Someone starts a vision with a vision, a dream, and a passion.

They want to provide quality healthcare to individuals. They want to put financial advice in the hands of young people moving into adulthood. They want to deliver news and opinions to the curious and entrepreneurial reader.

At what point do companies like these stop caring about users? How do these visionaries live with phone systems as daunting and frustrating as navigating across the Atlantic? How do these dreamers accept customer service policies that leave customers shouldering the burden and scrambling?

At some point, the people at the top of companies stop making innovations and start making excuses.

"We provide better service than some of our competitors."

"We're working as quickly as possible to upgrade our network."

"It's because potential customers are ignorant of our value."

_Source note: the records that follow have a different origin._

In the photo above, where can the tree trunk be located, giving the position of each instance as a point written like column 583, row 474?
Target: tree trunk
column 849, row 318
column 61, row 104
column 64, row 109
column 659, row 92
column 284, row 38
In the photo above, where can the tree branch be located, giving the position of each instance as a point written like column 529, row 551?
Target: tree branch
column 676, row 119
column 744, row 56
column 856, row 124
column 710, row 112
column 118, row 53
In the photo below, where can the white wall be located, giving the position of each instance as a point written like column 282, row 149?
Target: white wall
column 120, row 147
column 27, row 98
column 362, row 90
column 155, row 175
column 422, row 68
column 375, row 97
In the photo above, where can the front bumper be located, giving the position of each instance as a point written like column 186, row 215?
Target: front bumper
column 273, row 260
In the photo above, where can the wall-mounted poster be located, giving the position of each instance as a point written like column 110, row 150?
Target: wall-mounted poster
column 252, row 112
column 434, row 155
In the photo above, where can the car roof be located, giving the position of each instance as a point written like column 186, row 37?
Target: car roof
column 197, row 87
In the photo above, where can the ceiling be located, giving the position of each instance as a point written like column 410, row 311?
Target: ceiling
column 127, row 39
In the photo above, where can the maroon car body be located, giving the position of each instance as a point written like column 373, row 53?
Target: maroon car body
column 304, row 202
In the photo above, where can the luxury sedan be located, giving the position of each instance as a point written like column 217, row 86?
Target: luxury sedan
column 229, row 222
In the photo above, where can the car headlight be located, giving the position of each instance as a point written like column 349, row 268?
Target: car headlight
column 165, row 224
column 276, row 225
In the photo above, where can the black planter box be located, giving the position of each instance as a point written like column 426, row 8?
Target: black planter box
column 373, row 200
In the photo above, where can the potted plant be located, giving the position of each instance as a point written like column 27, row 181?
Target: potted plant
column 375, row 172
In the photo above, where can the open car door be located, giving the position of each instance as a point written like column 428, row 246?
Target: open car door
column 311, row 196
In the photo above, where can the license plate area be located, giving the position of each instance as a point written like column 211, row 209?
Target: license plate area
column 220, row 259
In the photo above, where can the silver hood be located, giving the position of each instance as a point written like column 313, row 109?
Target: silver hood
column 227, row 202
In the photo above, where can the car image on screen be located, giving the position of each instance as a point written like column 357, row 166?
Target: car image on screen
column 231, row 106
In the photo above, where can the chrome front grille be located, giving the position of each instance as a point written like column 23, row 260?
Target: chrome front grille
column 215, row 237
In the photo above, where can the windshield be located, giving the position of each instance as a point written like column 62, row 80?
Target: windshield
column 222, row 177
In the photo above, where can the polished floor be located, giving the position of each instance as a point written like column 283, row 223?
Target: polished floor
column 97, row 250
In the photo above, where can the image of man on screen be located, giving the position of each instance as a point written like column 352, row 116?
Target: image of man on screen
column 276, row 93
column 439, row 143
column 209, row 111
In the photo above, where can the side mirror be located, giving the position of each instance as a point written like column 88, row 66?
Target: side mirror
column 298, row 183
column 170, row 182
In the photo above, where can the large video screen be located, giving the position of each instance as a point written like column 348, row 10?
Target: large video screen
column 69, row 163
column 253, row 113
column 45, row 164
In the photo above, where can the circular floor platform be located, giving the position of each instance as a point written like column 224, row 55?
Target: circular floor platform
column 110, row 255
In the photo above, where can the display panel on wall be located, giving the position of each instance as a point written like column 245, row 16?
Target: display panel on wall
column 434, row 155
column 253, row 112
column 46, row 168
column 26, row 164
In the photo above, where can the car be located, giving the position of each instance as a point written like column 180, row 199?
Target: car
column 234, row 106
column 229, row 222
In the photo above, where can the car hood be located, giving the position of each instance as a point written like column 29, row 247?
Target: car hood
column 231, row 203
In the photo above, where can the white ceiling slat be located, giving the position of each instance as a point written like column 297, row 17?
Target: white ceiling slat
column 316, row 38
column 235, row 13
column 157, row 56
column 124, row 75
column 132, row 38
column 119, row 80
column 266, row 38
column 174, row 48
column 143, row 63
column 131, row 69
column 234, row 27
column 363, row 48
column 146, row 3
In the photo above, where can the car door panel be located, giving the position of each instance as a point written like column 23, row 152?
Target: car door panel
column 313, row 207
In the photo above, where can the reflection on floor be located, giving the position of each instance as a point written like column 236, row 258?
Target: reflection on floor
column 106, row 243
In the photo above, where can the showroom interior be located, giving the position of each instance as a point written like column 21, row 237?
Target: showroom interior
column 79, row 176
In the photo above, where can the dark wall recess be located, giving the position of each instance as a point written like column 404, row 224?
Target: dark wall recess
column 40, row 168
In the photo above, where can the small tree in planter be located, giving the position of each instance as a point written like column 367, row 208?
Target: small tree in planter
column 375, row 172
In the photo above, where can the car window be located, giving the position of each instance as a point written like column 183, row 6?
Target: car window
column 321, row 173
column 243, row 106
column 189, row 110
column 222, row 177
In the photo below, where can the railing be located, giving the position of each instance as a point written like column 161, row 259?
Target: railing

Bull. It's because you've lost your way. You used to be passionate and focused on your dream. Now you're focused on your bottom-line, and you've lost your desire for meaning and perfection.

A simple charge

Make it easy for people to use your product or service. Shoulder every possible burden for your consumer. Let them talk to humans instead of machines. Make their interactions with you a pleasure instead of a burden.

Eventually, you just might end up with $40 billion on hand.

What, you want 10 ways? All right.

  • Send them email updates instead of making them log in
  • Have a human answer your phone line in less than four rings, guaranteed.
  • Whenever someone complains, give them something free, and send a hand-written apology letter.
  • Pay someone to be in charge of your user experience online. Someone good.
  • Let people login to your site with their email address.
  • Have your executives answer phone calls and emails personally, for two hours each week.
  • Apologize, early and often. Your customers are right, and you're wrong.
  • Actively engage in social media. Don't bother with an account if it's not personal or interactive.
  • Let users choose a charity to donate 5% of their sale to.
  • Give random customers something free. Every 500th customer gets a gift card. Something like that. Don't publicize it, just do it.

These are the things that make your dream a pleasure to use. And when you don't do them, eventually, people find something else that is a pleasure.